The company's long-term vision is to foster an ecosystem where AI companies prefer using officially licensed content from Getty's platform to train their models. One major challenge in AI/ML training is dealing with poorly sourced and low-quality data, leading to extensive time and resource expenditures on cleaning and enriching data repositories. This often involves removing duplicates, damaged files, harmful content, and ensuring proper metadata is included.
Getty Images aims to eliminate these issues with their open dataset, which comprises 3,750 images spanning 15 categories like abstracts, environments, business, concepts, education, healthcare, and nature, among others. The dataset is from Getty's wholly-owned creative library, ensuring the images are commercially safe and accompanied by rich metadata, offering developers a hassle-free, high-resolution image repository ready for ML training.
Though the sample dataset is open for use, it comes with certain restrictions to ensure responsible application. Restrictions include prohibitions on redistributing the dataset, recreating digital reproductions of the content, creating competitive products, deriving biometric identifiers, and violating laws or regulations.
Getty Images hopes this initiative will engage the developer community, raising awareness of the depth of content it can offer and establishing itself as a trusted source for high-quality, licensed data. The company proposes a business model that supports the creation of high-quality AI models while respecting intellectual property (IP) rights.

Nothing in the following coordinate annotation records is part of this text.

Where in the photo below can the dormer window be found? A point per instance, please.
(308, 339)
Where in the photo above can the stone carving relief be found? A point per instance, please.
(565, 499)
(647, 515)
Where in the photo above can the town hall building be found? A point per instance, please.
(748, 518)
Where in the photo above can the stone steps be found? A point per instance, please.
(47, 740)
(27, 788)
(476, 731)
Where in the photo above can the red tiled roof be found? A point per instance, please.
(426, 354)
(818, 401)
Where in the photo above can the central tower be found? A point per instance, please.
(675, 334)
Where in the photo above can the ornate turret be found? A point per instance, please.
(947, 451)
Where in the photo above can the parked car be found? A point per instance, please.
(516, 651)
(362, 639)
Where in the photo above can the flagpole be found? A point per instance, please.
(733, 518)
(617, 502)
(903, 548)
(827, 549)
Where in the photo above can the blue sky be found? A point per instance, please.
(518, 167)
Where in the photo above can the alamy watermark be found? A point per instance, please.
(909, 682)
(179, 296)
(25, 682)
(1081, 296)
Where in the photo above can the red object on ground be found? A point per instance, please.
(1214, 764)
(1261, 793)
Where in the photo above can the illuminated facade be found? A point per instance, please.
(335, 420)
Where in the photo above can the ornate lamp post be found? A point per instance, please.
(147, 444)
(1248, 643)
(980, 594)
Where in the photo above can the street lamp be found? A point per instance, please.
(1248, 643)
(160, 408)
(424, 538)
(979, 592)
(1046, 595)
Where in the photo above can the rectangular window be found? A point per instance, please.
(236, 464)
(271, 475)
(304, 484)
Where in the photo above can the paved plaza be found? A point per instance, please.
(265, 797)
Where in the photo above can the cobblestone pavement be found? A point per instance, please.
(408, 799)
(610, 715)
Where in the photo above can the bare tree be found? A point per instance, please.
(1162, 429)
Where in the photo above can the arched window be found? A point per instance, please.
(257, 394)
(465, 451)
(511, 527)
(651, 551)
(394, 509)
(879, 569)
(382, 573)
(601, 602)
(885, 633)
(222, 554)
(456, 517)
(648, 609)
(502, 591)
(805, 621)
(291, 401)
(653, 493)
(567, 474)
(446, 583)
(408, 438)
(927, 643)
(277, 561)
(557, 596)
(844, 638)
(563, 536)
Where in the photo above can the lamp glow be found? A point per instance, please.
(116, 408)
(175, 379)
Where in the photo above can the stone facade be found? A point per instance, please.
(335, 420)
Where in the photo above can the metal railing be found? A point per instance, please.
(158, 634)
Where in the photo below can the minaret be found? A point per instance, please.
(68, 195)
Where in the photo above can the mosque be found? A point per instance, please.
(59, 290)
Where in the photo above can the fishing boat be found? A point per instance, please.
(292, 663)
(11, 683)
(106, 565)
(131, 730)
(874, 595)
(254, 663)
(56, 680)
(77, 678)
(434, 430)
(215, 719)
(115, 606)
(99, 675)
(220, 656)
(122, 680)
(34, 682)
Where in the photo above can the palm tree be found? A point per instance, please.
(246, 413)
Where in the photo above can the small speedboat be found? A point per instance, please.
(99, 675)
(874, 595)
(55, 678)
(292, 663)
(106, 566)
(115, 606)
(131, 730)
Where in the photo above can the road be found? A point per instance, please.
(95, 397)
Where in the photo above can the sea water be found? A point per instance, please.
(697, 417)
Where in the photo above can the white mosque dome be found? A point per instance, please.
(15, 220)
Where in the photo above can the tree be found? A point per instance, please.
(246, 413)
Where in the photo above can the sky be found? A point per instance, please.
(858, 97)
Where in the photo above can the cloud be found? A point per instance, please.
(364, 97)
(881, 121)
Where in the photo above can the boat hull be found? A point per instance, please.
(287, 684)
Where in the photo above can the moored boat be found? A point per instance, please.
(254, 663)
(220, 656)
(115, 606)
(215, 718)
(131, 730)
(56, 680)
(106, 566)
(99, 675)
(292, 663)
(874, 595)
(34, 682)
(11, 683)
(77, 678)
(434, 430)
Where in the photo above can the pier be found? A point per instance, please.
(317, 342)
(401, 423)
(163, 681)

If developers require more extensive datasets, they can contact Getty Images to procure larger licensed repositories, ensuring continuous support for their AI training needs. This model also benefits original content creators, who will receive annual recurring compensation.
This strategy reflects Getty Images’ approach to ethical AI development, as seen in their partnership with Nvidia for an AI image generation tool. By providing robust, reliable datasets, Getty Images is positioning itself as a leader in supporting responsible and effective AI model training.